Percibió otro movimiento al otro lado de la habitación. Las cortinas estaban corridas, pero un rayo de luz acariciaba una silla situada junto a la chimenea. En ella se sentaba Lynley, las piernas estiradas frente a él. Sobre la mesa contigua había una bandeja con comida. El desayuno, a juzgar por su aspecto. Distinguió la forma de una hilera de tostadas.

Al principio no habló, intentando recordar los acontecimientos posteriores a aquellos horripilantes momentos en la villa de Trenarrow. Recordó la copa de coñac que le habían puesto en la mano, el murmullo de voces, el timbre de un teléfono, el motor de un coche. De alguna manera, había vuelto a Howenstow desde Nanrunnel. De alguna manera, se había acostado.

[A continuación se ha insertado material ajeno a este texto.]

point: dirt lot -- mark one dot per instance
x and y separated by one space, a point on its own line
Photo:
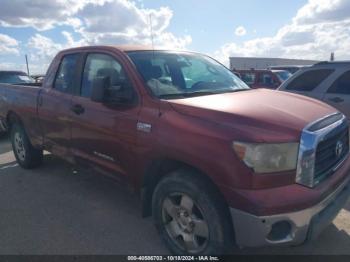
53 210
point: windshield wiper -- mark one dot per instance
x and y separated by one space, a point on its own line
182 95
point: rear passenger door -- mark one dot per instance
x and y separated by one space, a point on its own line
54 106
338 95
103 133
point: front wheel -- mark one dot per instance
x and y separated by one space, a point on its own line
190 217
26 155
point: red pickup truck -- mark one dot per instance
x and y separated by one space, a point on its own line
215 162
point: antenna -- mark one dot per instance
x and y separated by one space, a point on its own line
150 24
27 64
151 27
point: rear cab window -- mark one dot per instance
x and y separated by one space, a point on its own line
341 85
99 65
309 80
248 78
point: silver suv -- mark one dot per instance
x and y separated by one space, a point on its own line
326 81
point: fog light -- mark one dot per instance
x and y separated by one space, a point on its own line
279 231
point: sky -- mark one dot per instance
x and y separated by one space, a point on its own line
309 29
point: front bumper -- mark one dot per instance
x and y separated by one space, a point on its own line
289 228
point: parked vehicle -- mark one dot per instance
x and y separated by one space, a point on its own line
290 68
325 81
15 77
264 78
214 162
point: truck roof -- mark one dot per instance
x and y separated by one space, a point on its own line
123 48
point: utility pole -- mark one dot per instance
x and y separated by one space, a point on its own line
27 64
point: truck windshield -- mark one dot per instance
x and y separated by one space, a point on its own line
15 78
180 74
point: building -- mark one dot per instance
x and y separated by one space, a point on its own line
263 63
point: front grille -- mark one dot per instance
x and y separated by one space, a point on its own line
328 153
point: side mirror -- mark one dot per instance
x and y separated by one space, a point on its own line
99 85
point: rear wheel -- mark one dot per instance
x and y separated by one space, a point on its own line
26 155
190 217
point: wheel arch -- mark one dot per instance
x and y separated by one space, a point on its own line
158 169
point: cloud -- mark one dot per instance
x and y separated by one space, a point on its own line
97 21
91 22
122 22
8 45
319 28
240 31
45 48
39 14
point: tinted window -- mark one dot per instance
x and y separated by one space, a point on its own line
266 79
101 65
15 78
66 72
341 85
248 78
309 80
172 75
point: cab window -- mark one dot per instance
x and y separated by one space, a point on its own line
102 65
65 74
341 85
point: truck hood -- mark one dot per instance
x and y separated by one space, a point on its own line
259 114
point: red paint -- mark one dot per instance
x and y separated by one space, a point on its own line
197 131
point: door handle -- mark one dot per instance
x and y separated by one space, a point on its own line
78 109
336 99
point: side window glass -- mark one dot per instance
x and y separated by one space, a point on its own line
266 79
309 80
65 75
248 78
101 65
341 85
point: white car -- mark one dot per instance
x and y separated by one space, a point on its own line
326 81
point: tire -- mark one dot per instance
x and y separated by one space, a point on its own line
26 155
190 216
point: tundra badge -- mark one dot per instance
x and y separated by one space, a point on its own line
144 127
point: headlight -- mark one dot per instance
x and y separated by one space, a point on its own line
268 158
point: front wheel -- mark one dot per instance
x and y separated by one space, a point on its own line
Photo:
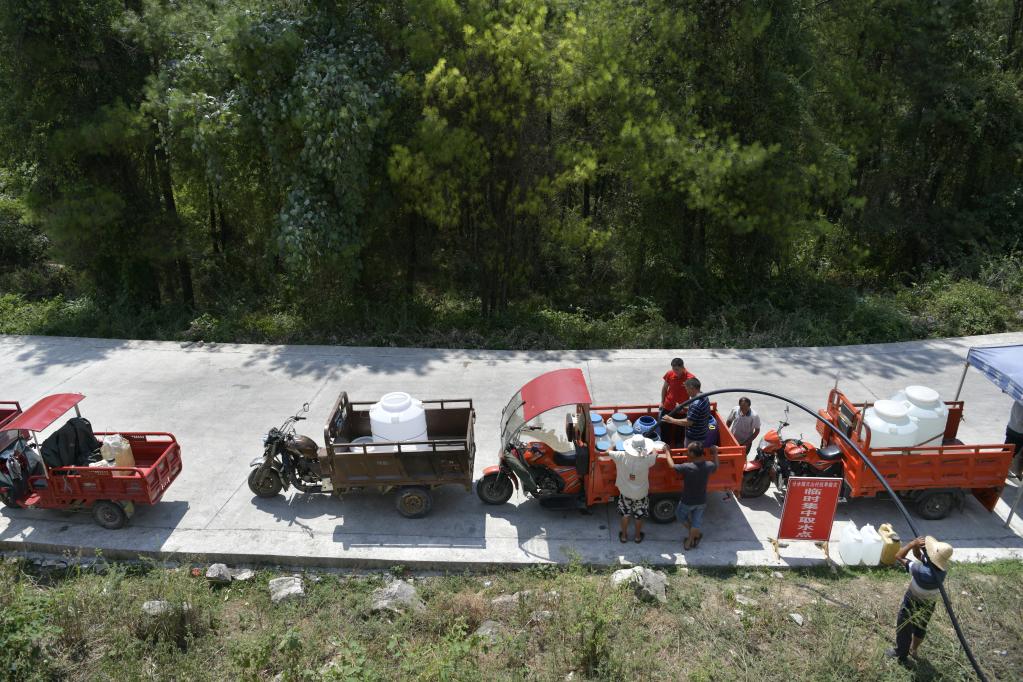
662 509
264 482
109 514
494 489
414 502
933 506
755 483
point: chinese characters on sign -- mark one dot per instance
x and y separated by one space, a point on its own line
809 508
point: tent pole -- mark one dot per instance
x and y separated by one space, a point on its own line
1019 495
966 368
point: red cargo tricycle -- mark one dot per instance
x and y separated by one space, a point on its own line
109 492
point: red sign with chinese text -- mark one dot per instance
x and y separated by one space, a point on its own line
809 508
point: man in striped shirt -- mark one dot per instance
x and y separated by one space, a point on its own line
697 419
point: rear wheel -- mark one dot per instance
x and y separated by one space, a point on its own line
494 489
755 483
414 502
662 509
109 514
933 506
264 482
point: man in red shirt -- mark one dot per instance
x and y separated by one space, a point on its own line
672 395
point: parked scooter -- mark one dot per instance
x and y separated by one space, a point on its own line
779 458
288 459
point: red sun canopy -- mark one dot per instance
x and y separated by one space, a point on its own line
562 387
45 412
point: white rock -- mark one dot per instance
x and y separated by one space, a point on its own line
396 597
218 574
285 588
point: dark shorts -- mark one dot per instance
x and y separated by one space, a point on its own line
635 508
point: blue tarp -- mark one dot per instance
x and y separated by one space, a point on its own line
1003 365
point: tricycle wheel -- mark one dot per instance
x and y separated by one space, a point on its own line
662 509
494 489
755 484
933 506
414 502
264 482
109 514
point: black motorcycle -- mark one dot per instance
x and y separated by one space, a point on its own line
288 459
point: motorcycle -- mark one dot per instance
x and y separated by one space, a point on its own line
288 459
779 458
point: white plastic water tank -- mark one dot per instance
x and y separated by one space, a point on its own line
850 545
398 417
873 544
890 425
925 406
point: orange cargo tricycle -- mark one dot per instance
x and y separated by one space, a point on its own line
108 491
565 468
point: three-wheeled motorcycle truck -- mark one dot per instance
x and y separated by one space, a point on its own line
933 479
110 493
565 468
351 460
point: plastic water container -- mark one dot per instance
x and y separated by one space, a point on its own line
117 451
623 435
643 424
890 425
873 545
850 545
398 417
925 406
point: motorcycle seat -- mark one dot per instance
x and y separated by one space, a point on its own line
831 453
565 458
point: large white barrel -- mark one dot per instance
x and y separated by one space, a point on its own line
890 425
398 417
925 406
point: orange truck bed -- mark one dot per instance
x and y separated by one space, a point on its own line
978 468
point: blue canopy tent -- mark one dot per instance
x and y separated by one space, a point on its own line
1003 365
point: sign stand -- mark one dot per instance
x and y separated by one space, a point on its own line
808 512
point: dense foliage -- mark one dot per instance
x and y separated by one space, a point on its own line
708 172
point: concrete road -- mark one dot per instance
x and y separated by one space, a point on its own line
219 400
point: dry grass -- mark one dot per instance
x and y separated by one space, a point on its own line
716 626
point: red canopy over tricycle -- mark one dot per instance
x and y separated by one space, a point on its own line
109 491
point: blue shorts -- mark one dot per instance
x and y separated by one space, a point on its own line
693 514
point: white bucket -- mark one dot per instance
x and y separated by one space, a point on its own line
925 407
398 417
873 544
890 425
850 545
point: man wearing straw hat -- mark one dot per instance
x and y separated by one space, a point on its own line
926 576
632 479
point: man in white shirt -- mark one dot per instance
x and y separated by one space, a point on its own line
1014 435
632 479
744 423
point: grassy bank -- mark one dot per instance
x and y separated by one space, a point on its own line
715 626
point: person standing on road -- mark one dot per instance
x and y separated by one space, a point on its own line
1014 435
926 576
632 479
693 502
744 423
672 395
697 419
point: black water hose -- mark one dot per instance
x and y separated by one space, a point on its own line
905 513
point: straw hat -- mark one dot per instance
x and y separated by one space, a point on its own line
938 552
639 445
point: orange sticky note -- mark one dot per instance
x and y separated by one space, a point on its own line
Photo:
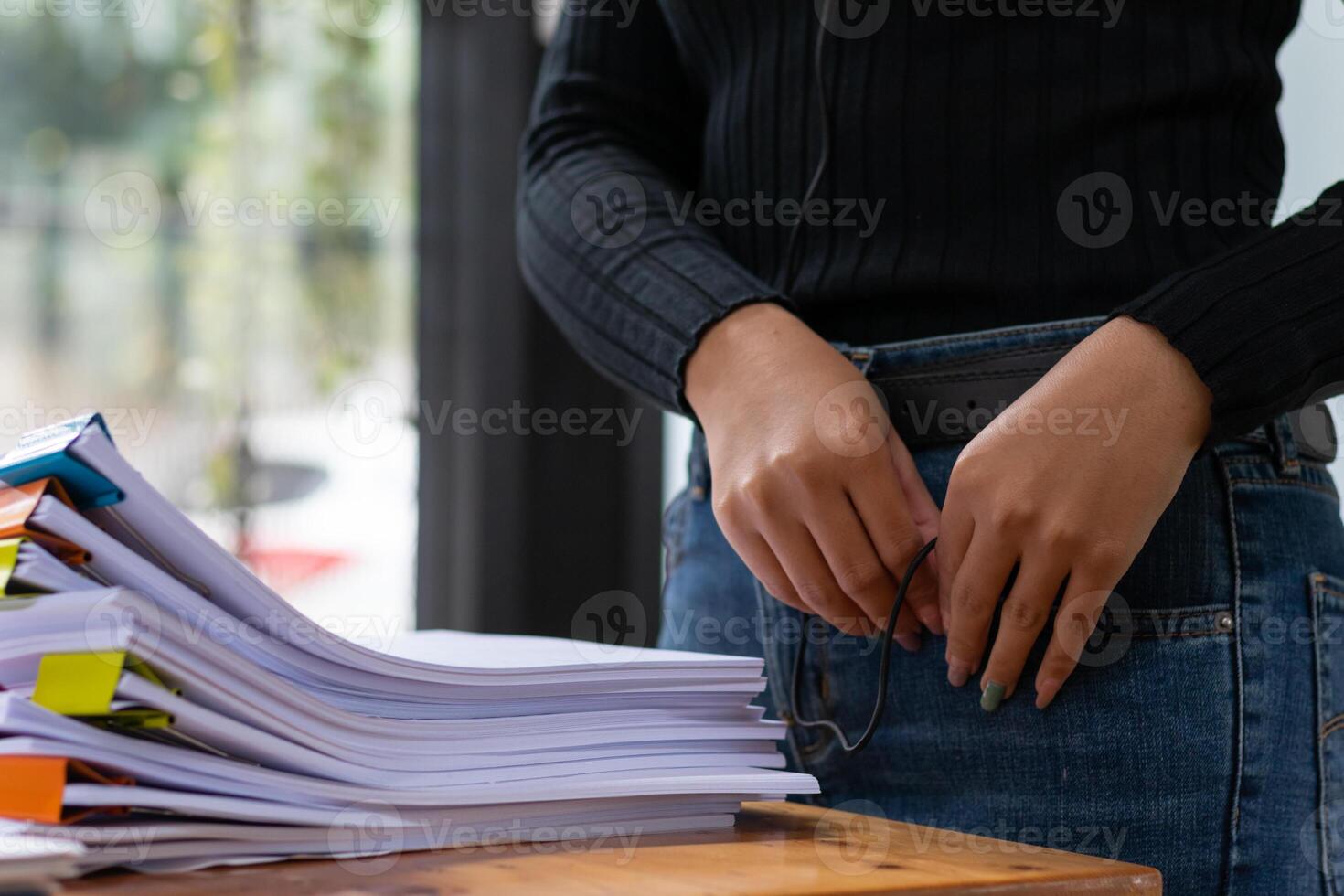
33 787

Llevaba un camisón de raso azul que no reconoció. Una bata a juego yacía al pie de la cama. Se incorporó.

– ¿Tommy?

– ¿Estás despierta?

Se acercó a la ventana y descorrió las cortinas para que entrara un poco más de luz en la habitación. Las ventanas ya estaban abiertas unos centímetros, pero las abrió más. Los gritos de las gaviotas y cormoranes sirvieron de telón de fondo sonoro.